If there is no hallway or closet, get under a sturdy table and use your arms to protect your head and neck. Do not open windows.
If you are in a vehicle, trailer or mobile home, get out immediately and go to the lowest floor of a sturdy, nearby building or a storm shelter. Mobile homes, even if tied down, offer little protection from tornadoes. If there are no nearby structures that will provide good cover from flying debris, lie flat in a nearby ditch or depression and cover your head with your hands.
Be aware of the potential for flooding. Do not get under an overpass or bridge. You are safer in a low, flat location. Never try to outrun a tornado in urban or congested areas in a car or truck. Instead, leave the vehicle immediately for safe shelter and watch out for flying debris.
In the event of a tornado, said Army Maj. Kenneth Knight, installation safety and occupational health director here, commanders and soldiers should think about accountability and moving to a safer location, but only after a safe amount of time, which is about 30 to 45 minutes after a storm.

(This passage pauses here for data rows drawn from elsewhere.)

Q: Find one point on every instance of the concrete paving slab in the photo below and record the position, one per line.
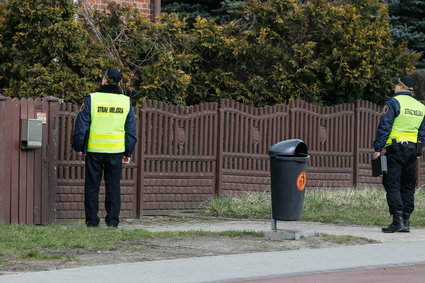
(237, 267)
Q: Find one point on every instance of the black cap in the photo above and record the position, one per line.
(407, 82)
(112, 75)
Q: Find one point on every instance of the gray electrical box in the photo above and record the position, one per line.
(31, 133)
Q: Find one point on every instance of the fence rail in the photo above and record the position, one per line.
(185, 155)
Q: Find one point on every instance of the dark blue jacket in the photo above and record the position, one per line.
(390, 111)
(83, 121)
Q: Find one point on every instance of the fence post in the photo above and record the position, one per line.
(4, 187)
(52, 155)
(141, 169)
(356, 153)
(219, 144)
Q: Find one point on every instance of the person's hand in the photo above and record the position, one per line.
(126, 160)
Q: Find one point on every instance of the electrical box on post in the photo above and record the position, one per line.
(31, 133)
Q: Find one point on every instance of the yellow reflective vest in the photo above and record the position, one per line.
(407, 123)
(108, 115)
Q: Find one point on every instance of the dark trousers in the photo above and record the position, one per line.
(400, 181)
(110, 165)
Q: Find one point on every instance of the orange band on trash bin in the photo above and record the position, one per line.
(301, 181)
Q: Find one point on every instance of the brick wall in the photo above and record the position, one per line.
(144, 6)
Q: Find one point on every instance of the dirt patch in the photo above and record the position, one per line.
(169, 248)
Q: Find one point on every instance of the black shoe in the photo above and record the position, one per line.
(397, 225)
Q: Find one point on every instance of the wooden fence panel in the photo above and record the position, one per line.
(184, 155)
(368, 115)
(328, 133)
(179, 156)
(248, 133)
(26, 178)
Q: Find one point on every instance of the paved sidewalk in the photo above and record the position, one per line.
(395, 250)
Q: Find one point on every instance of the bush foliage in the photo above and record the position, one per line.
(324, 52)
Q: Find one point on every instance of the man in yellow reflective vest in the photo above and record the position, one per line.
(105, 130)
(401, 131)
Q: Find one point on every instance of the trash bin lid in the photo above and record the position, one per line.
(294, 147)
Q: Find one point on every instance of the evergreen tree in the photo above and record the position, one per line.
(407, 18)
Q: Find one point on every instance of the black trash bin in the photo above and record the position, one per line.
(288, 179)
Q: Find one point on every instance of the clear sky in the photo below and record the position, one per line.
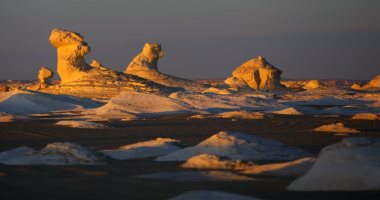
(322, 39)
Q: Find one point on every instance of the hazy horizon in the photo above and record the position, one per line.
(201, 39)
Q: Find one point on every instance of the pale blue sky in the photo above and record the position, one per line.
(323, 39)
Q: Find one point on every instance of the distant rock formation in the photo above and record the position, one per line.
(45, 74)
(257, 74)
(71, 49)
(312, 84)
(350, 165)
(90, 80)
(145, 65)
(372, 84)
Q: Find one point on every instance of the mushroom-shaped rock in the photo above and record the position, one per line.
(257, 73)
(350, 165)
(371, 85)
(71, 49)
(45, 74)
(144, 65)
(91, 80)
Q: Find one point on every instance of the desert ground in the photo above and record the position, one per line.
(119, 179)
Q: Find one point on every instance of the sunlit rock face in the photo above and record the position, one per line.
(91, 80)
(145, 65)
(257, 74)
(71, 49)
(373, 84)
(350, 165)
(45, 74)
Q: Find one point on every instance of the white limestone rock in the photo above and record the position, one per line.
(336, 128)
(242, 114)
(350, 165)
(157, 147)
(211, 195)
(80, 124)
(82, 79)
(257, 73)
(187, 176)
(312, 84)
(293, 168)
(145, 65)
(373, 84)
(238, 146)
(366, 116)
(45, 74)
(208, 161)
(287, 111)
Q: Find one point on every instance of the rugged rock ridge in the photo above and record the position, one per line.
(371, 85)
(145, 65)
(90, 80)
(257, 74)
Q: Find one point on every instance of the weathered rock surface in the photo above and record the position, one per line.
(53, 154)
(82, 79)
(145, 65)
(350, 165)
(238, 146)
(256, 73)
(45, 74)
(371, 85)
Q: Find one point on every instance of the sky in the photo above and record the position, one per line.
(202, 39)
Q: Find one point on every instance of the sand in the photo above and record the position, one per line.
(117, 179)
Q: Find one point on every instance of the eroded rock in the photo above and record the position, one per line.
(145, 65)
(257, 74)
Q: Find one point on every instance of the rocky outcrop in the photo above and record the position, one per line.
(71, 49)
(257, 74)
(373, 84)
(91, 80)
(45, 74)
(145, 65)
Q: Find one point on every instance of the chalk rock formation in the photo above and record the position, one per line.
(372, 84)
(257, 73)
(91, 80)
(71, 49)
(350, 165)
(53, 154)
(238, 146)
(145, 65)
(97, 65)
(45, 74)
(312, 84)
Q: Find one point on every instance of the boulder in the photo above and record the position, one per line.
(257, 74)
(145, 65)
(373, 83)
(45, 74)
(79, 78)
(312, 84)
(350, 165)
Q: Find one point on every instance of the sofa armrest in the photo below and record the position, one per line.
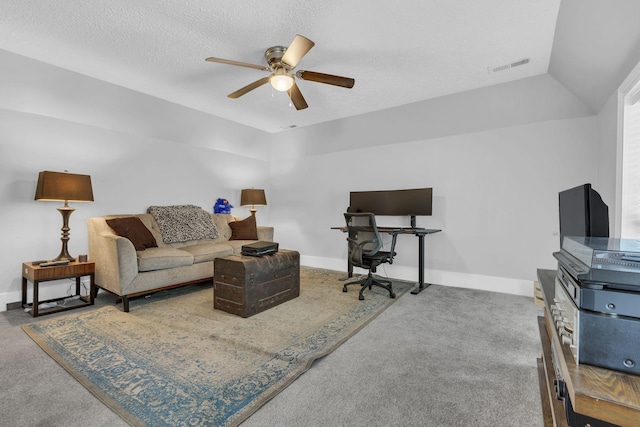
(115, 258)
(265, 233)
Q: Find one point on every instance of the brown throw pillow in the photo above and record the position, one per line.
(245, 229)
(133, 229)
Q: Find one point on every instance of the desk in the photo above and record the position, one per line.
(420, 233)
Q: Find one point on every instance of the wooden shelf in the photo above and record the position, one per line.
(595, 392)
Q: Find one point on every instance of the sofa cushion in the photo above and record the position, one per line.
(163, 258)
(133, 229)
(182, 223)
(245, 229)
(204, 252)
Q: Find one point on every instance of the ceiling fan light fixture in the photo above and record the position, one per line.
(281, 81)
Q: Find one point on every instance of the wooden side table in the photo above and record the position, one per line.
(37, 274)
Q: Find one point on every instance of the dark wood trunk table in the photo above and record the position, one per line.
(246, 285)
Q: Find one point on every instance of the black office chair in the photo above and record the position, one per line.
(364, 250)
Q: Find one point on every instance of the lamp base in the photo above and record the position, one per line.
(64, 255)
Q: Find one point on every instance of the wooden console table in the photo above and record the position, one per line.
(37, 274)
(610, 396)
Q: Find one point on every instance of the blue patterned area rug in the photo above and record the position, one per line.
(176, 361)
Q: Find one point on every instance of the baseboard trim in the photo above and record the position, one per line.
(503, 285)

“Accountability needs to be aggressive,” he said. “All … leaders must have the whereabouts of each individual soldier and report up their proper chains.”
Though last year’s storm reinforced safety measure, Knight said, “there are always things we can improve on.”
“Everybody is more aware now,” he said. “The more knowledge we have, the more appropriate action can be taken to prevent loss of life while training here so units can deploy with maximum fighting capacity downrange.”
(Army Spc. John Crosby serves in the 205th Infantry Brigade public affairs office.)